Since there is no "test set" in the context of an AI/ML algorithm requiring ground truth, there is no adjudication method described.

5. Multi-Reader Multi-Case (MRMC) Comparative Effectiveness Study

There is no mention of an MRMC comparative effectiveness study. This type of study is relevant for evaluating the impact of AI assistance on human reader performance, which is not applicable to an introducer system.

6. Standalone (Algorithm Only) Performance Study

This is for a physical medical device, not an algorithm. Therefore, no standalone (algorithm only) performance study was conducted or is relevant here.

7. Type of Ground Truth Used

For this type of device, the "ground truth" for demonstrating safety and effectiveness would be based on:

  • Engineering specifications and standards: The device meeting its design requirements and relevant medical device standards.
  • Biocompatibility testing: Demonstrating the materials are safe for human contact.
  • Sterilization validation: Ensuring the device is sterile.
  • Performance testing: Bench testing to confirm mechanical properties and functionality.
  • Comparison to predicate device: The predicate device serves as the established "truth" of what is safe and effective in the market.
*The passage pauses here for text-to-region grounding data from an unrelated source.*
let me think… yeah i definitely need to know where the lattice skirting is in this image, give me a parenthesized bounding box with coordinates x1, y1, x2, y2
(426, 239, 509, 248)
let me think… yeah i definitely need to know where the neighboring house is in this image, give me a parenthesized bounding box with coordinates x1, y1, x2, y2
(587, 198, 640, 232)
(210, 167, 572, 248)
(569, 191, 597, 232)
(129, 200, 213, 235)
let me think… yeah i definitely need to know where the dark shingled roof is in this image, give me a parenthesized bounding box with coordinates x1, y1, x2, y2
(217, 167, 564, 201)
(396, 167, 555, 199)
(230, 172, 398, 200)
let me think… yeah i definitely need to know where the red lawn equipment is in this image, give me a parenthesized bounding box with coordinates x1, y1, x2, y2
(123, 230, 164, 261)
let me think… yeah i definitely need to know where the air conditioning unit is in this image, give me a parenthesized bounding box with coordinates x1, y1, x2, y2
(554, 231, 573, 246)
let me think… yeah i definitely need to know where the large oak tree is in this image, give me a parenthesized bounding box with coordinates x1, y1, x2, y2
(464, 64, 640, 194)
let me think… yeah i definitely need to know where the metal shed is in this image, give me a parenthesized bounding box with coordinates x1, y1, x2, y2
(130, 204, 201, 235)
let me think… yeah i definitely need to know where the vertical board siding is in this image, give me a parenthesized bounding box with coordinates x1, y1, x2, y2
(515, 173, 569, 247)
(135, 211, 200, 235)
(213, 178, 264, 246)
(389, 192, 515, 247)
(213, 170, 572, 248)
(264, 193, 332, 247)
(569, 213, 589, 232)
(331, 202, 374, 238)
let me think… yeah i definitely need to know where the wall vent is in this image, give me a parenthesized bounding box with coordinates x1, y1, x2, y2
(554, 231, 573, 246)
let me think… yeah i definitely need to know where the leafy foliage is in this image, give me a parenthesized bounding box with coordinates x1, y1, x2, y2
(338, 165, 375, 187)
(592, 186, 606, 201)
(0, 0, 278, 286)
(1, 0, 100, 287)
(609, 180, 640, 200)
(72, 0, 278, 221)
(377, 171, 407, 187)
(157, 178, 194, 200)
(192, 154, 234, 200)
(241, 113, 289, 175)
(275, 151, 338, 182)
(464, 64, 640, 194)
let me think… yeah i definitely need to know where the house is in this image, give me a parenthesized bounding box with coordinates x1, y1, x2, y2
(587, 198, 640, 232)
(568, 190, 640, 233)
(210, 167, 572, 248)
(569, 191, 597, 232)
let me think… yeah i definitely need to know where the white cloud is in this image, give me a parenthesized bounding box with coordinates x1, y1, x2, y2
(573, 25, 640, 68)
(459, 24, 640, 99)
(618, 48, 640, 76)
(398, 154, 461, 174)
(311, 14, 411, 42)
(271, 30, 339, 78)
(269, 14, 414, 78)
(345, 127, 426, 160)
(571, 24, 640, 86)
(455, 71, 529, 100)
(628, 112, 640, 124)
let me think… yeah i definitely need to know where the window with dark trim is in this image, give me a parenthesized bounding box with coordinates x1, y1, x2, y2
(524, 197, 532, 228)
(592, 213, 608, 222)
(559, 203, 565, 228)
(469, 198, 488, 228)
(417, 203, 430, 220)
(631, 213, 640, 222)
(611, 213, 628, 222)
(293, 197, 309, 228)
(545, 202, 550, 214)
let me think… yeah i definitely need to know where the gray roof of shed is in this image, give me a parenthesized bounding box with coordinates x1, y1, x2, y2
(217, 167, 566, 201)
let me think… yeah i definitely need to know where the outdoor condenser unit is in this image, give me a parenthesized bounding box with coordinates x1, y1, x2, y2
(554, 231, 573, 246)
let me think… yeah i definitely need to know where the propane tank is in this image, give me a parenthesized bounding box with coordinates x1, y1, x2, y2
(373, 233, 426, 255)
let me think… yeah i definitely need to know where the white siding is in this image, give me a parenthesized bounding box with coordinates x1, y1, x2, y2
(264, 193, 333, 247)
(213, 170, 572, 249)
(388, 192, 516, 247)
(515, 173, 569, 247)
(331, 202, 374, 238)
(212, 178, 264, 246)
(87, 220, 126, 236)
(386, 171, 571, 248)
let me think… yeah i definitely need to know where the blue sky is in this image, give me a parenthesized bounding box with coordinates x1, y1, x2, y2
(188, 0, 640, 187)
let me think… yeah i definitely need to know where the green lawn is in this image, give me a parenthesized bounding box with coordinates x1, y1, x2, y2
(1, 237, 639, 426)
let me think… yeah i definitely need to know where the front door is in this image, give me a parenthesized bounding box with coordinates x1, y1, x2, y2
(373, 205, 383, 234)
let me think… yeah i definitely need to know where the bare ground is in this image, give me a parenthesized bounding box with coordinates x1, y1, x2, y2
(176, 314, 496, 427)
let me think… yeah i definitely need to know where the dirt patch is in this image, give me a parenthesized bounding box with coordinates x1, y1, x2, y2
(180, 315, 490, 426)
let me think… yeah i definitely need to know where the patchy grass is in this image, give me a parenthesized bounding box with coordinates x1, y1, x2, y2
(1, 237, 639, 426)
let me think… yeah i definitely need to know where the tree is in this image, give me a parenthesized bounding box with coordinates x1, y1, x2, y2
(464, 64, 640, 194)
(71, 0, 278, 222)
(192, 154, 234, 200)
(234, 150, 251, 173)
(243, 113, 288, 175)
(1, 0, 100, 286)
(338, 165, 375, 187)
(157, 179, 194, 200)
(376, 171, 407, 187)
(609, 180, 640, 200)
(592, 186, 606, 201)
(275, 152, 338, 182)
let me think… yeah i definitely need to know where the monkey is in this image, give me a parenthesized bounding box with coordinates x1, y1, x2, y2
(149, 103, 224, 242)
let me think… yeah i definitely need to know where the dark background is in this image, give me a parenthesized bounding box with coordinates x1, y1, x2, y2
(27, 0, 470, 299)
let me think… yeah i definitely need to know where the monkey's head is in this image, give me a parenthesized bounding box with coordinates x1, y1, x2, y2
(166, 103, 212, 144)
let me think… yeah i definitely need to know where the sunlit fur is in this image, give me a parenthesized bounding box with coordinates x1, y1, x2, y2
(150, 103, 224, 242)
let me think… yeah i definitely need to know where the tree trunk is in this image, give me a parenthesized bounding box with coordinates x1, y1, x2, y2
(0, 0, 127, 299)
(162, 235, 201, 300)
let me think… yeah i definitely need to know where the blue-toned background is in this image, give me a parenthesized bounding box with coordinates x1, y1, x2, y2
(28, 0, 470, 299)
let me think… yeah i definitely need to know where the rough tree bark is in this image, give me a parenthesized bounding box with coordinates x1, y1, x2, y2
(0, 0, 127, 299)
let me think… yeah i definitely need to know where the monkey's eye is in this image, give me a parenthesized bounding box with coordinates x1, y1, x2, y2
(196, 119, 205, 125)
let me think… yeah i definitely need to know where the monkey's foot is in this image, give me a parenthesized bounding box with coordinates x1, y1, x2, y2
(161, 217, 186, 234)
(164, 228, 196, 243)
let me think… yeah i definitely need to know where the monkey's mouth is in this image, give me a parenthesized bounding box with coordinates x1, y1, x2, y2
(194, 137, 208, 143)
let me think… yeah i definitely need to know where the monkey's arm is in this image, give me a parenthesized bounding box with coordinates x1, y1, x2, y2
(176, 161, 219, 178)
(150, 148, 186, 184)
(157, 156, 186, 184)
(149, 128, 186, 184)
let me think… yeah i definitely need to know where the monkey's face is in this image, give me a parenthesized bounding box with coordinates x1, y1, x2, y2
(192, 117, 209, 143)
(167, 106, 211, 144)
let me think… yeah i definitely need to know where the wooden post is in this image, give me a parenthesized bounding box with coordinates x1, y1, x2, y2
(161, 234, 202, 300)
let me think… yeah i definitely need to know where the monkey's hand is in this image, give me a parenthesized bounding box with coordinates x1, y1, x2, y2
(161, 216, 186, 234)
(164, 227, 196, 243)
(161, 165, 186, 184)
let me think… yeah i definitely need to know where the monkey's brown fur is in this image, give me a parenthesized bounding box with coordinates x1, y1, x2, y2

There is no "ground truth" in the AI/ML sense (e.g., pathology, outcomes data, expert consensus on imaging) for this device classification.

8. Sample Size for the Training Set

As this is not an AI/ML device, there is no "training set" sample size mentioned.

9. How the Ground Truth for the Training Set Was Established

Not applicable, as this is not an AI/ML device.

§ 870.1340 Catheter introducer.

(a)
Identification. A catheter introducer is a sheath used to facilitate placing a catheter through the skin into a vein or artery.(b)
Classification. Class II (performance standards).